As a result she and I have become like scavengers picking through the detritus of the recession. A lot of the houses we've visited are large, respectable-looking Colonials in new neighborhoods in Olney and Germantown. They're usually empty, and what we have are the signs of the occupants' former lives: abandoned cable boxes, old pictures, a dresser with "I [heart] my family" scrawled on it in crayon. There was the house in Bowie with an elaborate deck that, after months or years of deterioration, came to look like Roman ruins.
The houses are almost always unoccupied, and if people are still living there, they're usually out for the day. But last Friday my mother had to look a little kid in the eye and tell him he's losing his house.
The house is this little cinder-block deal off Route 108 in Damascus, white with black shutters and a casually overgrown lawn. Across the street are a couple of McMansions with brick fronts and vinyl sides sitting in the middle of a field that seems to go on forever. I turn into the gravel driveway and am surprised to find that it goes behind the house, into a loose cul-de-sac with a shed, an old truck, and some people. Two young men carrying things into the shed who look up momentarily when we arrive. A boy about ten, my brother’s age, and a younger girl in a pink dress who stumbles across the yard clutching a doll, watching our car curiously.
I wanted to leave right then and there. The Realtor told my mother that people were home, but I was expecting to see them through the window, seated in front of a TV, oblivious to our presence. And they still were, sort of.
My mother gets out, taking pictures of the house, as I turn the car around, trying to be invisible. As she holds her camera up, the boy strides up to her. “What are you doing?” he asks. “I’m taking pictures of the house,” she says. Why, the boy continues. As she explains to him that his family is losing their house, another truck pulls into the driveway. It has the name of a landscaping company on the side and two ruddy-faced men in the front. We face each other; I’m blocking them, so I back up, slowly, into the yard where the little girl is still clutching her doll.
As the truck passes me, the two men inside nod at me and I nod in response. Unlike the kids, they know why I’m here, this city boy in a blue Honda and a woman taking pictures. “Do you want me to get my mom?” the little boy asks my mother, and before she can say yes he takes off to get her. My mother slides into the car next to me and we wait. A few minutes pass and no one comes out. She calls the Realtor. “I went to the house and the little boy asked me to speak with his mom,” she says, thinking out loud, “but you already told them I was coming, so I guess I don’t need to stay.” We drive away.
We live in one of the wealthiest counties in the wealthiest state in the wealthiest metropolitan area in the country but, still, there are people whose lives have fallen apart just like that.

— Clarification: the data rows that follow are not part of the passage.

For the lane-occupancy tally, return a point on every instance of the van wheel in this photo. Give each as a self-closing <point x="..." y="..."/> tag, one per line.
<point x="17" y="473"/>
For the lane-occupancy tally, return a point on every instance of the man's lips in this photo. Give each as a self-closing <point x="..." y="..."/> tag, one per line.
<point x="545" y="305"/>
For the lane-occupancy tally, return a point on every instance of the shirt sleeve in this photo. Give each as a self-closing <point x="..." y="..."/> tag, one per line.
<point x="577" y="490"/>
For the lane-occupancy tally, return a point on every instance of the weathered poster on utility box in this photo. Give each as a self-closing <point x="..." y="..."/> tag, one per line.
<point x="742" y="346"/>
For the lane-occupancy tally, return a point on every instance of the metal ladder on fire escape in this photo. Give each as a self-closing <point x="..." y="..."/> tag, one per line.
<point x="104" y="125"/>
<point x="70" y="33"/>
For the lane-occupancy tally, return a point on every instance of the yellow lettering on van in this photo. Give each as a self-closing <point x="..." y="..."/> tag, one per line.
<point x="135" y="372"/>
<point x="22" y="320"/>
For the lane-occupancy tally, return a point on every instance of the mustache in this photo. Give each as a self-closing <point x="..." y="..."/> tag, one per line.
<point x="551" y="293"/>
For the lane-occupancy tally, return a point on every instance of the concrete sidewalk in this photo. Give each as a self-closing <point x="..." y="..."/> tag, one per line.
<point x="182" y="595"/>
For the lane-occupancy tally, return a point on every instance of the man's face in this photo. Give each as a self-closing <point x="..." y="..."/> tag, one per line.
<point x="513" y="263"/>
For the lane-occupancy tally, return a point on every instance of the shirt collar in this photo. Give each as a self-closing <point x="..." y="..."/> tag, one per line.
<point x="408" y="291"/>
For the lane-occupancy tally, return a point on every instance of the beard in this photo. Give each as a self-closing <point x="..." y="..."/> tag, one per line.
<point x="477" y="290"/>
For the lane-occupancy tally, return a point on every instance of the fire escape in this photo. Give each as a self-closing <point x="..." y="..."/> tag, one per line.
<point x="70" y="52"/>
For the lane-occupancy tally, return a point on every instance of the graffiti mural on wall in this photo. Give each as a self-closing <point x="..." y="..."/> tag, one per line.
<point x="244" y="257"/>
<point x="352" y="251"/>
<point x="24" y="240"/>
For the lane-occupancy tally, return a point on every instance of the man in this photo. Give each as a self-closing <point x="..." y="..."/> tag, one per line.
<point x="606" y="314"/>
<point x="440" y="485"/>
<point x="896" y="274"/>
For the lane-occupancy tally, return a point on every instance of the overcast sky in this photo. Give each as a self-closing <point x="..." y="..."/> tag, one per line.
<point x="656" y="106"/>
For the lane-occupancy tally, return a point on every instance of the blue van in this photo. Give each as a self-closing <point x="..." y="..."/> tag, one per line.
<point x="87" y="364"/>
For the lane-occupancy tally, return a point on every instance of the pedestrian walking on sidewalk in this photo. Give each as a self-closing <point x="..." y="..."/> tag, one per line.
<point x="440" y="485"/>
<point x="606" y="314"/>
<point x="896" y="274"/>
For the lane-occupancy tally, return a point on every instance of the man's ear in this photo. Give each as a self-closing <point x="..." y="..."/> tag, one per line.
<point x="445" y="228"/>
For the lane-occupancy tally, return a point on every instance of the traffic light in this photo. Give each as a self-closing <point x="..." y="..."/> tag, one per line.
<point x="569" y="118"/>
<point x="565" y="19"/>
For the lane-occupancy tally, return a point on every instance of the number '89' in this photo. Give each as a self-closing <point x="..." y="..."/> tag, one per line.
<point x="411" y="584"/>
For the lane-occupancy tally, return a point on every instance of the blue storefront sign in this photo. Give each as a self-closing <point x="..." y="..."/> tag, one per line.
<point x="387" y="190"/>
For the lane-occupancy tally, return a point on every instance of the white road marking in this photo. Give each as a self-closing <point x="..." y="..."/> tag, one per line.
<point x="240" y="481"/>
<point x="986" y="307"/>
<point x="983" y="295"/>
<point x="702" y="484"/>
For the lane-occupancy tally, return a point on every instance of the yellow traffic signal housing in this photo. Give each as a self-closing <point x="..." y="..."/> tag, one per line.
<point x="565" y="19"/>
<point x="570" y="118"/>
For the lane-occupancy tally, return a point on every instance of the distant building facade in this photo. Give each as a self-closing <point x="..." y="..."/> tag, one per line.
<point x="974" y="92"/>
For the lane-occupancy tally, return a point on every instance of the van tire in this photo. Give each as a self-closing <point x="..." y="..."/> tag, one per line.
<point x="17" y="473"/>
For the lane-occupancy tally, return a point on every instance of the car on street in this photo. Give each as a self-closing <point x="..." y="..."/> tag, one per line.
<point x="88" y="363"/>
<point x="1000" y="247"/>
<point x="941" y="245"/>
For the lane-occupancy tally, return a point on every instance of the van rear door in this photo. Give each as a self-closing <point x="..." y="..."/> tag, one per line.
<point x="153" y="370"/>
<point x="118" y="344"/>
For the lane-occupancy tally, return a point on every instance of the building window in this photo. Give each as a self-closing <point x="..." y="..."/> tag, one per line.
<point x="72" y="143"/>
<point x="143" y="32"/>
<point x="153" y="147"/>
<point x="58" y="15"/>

When we are back on Route 108 my mother becomes a pastor again. “It’s hard to watch that little boy and know his family is losing their home," she says. "They want me to take their hand, and I want to as well, but all I can do is put them in the arms of God.”
3 comments:
This is definitely sad. Yet I think you yourself have given all of the evidence needed to support a statement that "there is too much vacant housing for anyone to consider building more housing".

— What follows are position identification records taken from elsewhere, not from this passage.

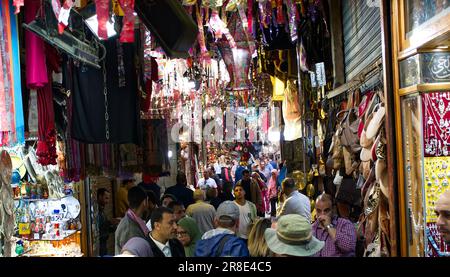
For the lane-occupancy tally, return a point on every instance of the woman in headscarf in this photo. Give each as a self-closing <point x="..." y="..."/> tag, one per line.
<point x="188" y="234"/>
<point x="273" y="192"/>
<point x="264" y="197"/>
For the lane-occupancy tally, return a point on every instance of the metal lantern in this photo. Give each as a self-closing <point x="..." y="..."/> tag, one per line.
<point x="237" y="59"/>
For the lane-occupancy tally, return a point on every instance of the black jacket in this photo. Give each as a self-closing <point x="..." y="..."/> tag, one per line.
<point x="176" y="248"/>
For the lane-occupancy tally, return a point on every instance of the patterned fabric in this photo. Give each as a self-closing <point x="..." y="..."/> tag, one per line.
<point x="436" y="123"/>
<point x="102" y="9"/>
<point x="35" y="51"/>
<point x="127" y="34"/>
<point x="12" y="125"/>
<point x="345" y="242"/>
<point x="17" y="4"/>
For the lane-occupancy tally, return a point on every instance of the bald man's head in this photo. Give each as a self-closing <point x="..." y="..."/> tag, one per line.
<point x="443" y="212"/>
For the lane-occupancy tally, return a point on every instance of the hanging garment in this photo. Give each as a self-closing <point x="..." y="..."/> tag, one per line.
<point x="46" y="148"/>
<point x="291" y="113"/>
<point x="88" y="121"/>
<point x="35" y="52"/>
<point x="155" y="147"/>
<point x="12" y="125"/>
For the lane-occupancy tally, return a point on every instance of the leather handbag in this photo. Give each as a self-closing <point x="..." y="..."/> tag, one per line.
<point x="348" y="193"/>
<point x="349" y="137"/>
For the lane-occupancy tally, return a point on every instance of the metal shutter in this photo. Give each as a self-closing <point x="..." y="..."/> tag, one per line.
<point x="362" y="36"/>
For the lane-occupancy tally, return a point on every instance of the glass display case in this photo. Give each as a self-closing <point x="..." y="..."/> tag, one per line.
<point x="421" y="88"/>
<point x="411" y="120"/>
<point x="48" y="226"/>
<point x="420" y="12"/>
<point x="419" y="23"/>
<point x="426" y="156"/>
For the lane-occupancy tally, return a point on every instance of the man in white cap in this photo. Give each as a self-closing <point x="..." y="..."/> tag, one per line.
<point x="443" y="212"/>
<point x="222" y="241"/>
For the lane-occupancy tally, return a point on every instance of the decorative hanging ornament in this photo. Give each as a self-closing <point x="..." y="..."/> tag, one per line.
<point x="237" y="59"/>
<point x="310" y="190"/>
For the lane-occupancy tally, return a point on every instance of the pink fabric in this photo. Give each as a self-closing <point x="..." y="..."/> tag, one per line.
<point x="273" y="187"/>
<point x="63" y="17"/>
<point x="266" y="203"/>
<point x="102" y="8"/>
<point x="280" y="15"/>
<point x="17" y="4"/>
<point x="127" y="34"/>
<point x="35" y="50"/>
<point x="250" y="16"/>
<point x="46" y="149"/>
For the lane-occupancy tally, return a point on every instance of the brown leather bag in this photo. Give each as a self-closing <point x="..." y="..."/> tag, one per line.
<point x="349" y="137"/>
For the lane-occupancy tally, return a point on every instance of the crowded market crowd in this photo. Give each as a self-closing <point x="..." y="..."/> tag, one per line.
<point x="235" y="210"/>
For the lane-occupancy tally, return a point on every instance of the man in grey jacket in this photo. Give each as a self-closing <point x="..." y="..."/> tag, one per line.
<point x="296" y="203"/>
<point x="132" y="224"/>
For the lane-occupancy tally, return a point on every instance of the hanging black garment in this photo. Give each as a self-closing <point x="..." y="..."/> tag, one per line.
<point x="88" y="122"/>
<point x="155" y="147"/>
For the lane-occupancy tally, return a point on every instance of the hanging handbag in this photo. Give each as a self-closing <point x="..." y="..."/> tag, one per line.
<point x="349" y="137"/>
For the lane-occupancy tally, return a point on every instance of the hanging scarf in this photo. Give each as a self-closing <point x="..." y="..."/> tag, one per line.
<point x="102" y="9"/>
<point x="127" y="34"/>
<point x="12" y="125"/>
<point x="35" y="52"/>
<point x="293" y="20"/>
<point x="17" y="85"/>
<point x="46" y="148"/>
<point x="134" y="217"/>
<point x="17" y="4"/>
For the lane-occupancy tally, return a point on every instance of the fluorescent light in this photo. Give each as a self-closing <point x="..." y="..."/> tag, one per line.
<point x="92" y="23"/>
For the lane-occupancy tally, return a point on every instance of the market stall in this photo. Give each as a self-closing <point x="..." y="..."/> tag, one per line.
<point x="421" y="85"/>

I think there is a definite need for the local government in particular, and the higher levels of government in general, to invest more heavily in relocation assistance and even in temporary housing assistance for people who lost their mortgages because they lost their jobs, and people who lost their rental residence because the owner screwed up and defaulted the mortgage.
Although this is happening more slowly and doesn't have such an obvious physical cause -- and it is also more distributed through a larger geographic area and there are no unaffected areas -- this economic event is likely to produce as much (or even more) dislocation and disruption as Hurricane Katrina or the Christmas Tsunami.
After the Christmas Tsunami, some Sri Lankan programmers worked with experts in the assistance/rescue communities and they all developed a fine application suite called Sahana, and I have installed an example instance here.
It has geographic mapping, "missing persons" and "found persons" databasing, "resource locator" databases, etc.
This should be very easy to adapt to serving the needs of people who have been dislocated from housing and it should also serve the needs of people who have empty homes into which they need to get residents.
Heck, you hook it up to a cellphone with an "unlimited texting" call plan and it can SMS mass messages.
There are resources out there and people that need them, and the biggest stumbling block is money, mostly because government worker salaries are so high and the taxpayers can't afford more taxes. Something like this Free Open Source Software could serve a pressing need and save the county a bundle in administrative overhead, not to mention software costs.
Dan, Nice post about a sad subject. The pic looks like circa 2002 Bowie deck architecture. Not my favorite time period.